With partisan crowds cheering every shot and players revved up playing for their country and their teammates, it's common to see usually stoic players do things they would never do in an ordinary tournament golf.

"You get more emotion than you ever thought you had," said Natalie Gulbis of the U.S. team. "The highs are higher here and the lows are lower when you're playing for your team because you want to play well so badly."

It's the ability to guard against emotions getting the better of you that is often the key to an event like the Solheim Cup, and few know that better than Juli Inkster, who at just over 49 will be the oldest player to compete for the Cup when she tees it up this week.

"I don't think you can get too high or too low," Inkster said. "I think that's why I enjoy playing with Paula (Creamer); we're both fiery on the inside.

"I don't think you ever want to let your opponents know if you're down or up.

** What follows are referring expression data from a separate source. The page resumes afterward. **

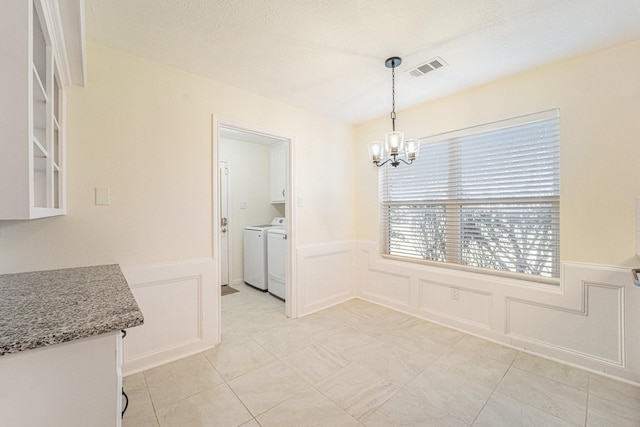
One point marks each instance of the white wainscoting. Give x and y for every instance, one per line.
x=180, y=302
x=592, y=320
x=325, y=275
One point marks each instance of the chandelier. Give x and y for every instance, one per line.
x=394, y=147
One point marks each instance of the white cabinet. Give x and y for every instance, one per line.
x=32, y=111
x=76, y=383
x=277, y=170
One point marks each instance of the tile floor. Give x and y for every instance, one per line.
x=361, y=364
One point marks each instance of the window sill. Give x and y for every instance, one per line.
x=521, y=277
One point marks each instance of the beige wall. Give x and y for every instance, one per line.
x=144, y=130
x=598, y=96
x=248, y=182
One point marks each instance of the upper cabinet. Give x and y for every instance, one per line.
x=32, y=109
x=277, y=170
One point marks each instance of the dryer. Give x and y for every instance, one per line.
x=255, y=253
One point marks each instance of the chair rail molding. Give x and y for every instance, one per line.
x=591, y=320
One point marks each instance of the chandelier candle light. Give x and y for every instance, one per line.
x=394, y=146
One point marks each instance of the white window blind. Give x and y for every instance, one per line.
x=486, y=197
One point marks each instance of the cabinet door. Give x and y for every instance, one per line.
x=278, y=170
x=32, y=153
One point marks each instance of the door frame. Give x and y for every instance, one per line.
x=227, y=164
x=218, y=122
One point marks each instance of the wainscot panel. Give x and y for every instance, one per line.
x=325, y=275
x=590, y=320
x=181, y=303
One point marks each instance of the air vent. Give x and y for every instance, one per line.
x=431, y=65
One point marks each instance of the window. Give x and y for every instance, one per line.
x=486, y=197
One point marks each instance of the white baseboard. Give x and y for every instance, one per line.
x=180, y=302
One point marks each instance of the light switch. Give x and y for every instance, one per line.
x=103, y=196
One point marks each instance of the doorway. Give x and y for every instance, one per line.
x=236, y=207
x=225, y=245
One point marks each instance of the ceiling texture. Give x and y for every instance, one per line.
x=328, y=56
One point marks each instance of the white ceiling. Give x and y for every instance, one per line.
x=328, y=56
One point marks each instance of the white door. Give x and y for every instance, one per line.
x=224, y=222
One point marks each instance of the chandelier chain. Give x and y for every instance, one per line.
x=393, y=96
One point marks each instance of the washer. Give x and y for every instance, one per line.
x=255, y=253
x=277, y=261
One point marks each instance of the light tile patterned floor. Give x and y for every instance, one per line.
x=361, y=364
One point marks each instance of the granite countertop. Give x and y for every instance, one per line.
x=43, y=308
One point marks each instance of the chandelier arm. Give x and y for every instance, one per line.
x=383, y=163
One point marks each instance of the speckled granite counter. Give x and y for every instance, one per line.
x=49, y=307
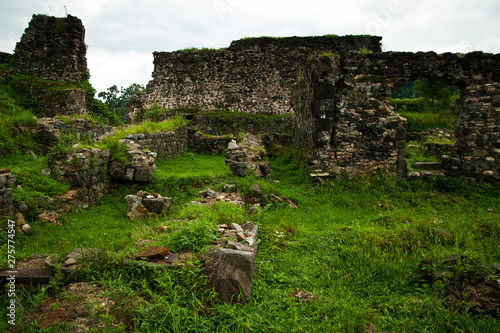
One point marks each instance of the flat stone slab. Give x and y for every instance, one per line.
x=428, y=165
x=31, y=272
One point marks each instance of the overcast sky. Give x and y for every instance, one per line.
x=122, y=34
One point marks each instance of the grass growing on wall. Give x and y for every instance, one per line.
x=151, y=127
x=355, y=244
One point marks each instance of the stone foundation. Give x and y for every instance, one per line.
x=7, y=182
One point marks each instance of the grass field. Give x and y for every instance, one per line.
x=354, y=244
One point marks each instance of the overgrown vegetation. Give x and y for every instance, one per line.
x=96, y=106
x=355, y=244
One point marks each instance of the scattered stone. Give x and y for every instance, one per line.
x=48, y=217
x=138, y=213
x=161, y=229
x=142, y=194
x=70, y=195
x=145, y=206
x=239, y=246
x=26, y=229
x=231, y=272
x=229, y=188
x=232, y=145
x=302, y=295
x=237, y=227
x=252, y=208
x=152, y=253
x=23, y=208
x=51, y=260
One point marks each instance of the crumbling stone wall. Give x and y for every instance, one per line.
x=48, y=131
x=344, y=120
x=7, y=182
x=53, y=48
x=253, y=75
x=165, y=144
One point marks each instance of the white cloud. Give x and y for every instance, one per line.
x=118, y=68
x=127, y=31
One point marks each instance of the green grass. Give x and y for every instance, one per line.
x=355, y=244
x=151, y=127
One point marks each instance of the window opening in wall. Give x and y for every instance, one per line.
x=430, y=107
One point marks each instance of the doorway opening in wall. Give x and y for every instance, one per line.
x=430, y=108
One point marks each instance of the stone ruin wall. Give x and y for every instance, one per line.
x=345, y=123
x=53, y=48
x=253, y=75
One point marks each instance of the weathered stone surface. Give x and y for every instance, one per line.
x=147, y=205
x=252, y=75
x=138, y=213
x=248, y=158
x=132, y=202
x=26, y=229
x=152, y=253
x=157, y=205
x=53, y=48
x=345, y=124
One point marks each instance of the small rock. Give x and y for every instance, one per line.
x=252, y=208
x=20, y=218
x=256, y=190
x=70, y=261
x=51, y=260
x=237, y=227
x=152, y=252
x=23, y=208
x=229, y=188
x=250, y=241
x=233, y=145
x=142, y=194
x=27, y=229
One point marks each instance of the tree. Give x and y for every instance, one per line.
x=117, y=99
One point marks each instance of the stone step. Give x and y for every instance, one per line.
x=428, y=165
x=427, y=173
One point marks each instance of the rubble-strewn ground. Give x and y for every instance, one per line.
x=369, y=254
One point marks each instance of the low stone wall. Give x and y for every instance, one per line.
x=90, y=170
x=477, y=150
x=49, y=130
x=214, y=124
x=7, y=182
x=165, y=144
x=85, y=169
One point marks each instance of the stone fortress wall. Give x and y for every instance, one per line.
x=337, y=89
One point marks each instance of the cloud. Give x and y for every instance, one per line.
x=109, y=68
x=126, y=32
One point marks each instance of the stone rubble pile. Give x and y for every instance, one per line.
x=7, y=182
x=144, y=205
x=247, y=158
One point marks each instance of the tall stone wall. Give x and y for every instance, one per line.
x=344, y=120
x=343, y=124
x=47, y=133
x=252, y=75
x=53, y=48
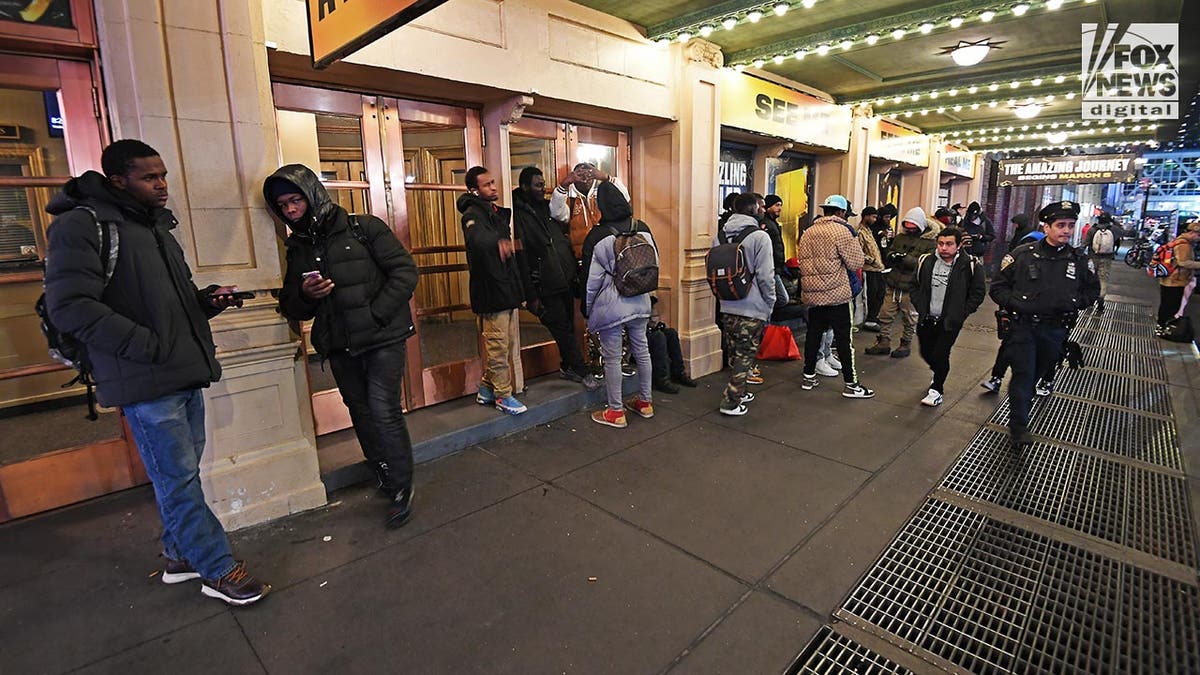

You kind of want to just hit the shots and hit the putts, and at the end of the round see how you do."

Creamer, who has an outstanding 70 percent winning percentage in Cup play, thrives on the pressure.

"It's an interesting thing - you feel things in this tournament that you never felt before," she said. "You find out who you really are in these situations."

By the numbers: Rich Harvest Farms will play at 6,670 yards and a par 73. ... More than 700 pounds of canned goods were donated Monday by spectators at RHF to benefit the Between Friends food pantry of Sugar Grove. ... The U.S. Solheim team has a combined 63 LPGA Tour wins; Juli Inkster has accounted for 31 of them. ... On Friday and Saturday the Golf Channel will air more than 10 continuous hours of daily live coverage of the Solheim Cup beginning at 8 a.m. central.

Dress like the pros: Like what the players are wearing during competition?

Well, you too can dress like the pros because for the first time in Solheim history, uniforms worn by the U.S. players will be available to the public in the merchandise tents the day after they were worn on the course.

I know you: Bo and B.J. Wie, the parents of rookie Michelle Wie, were spotted walking the course Monday morning.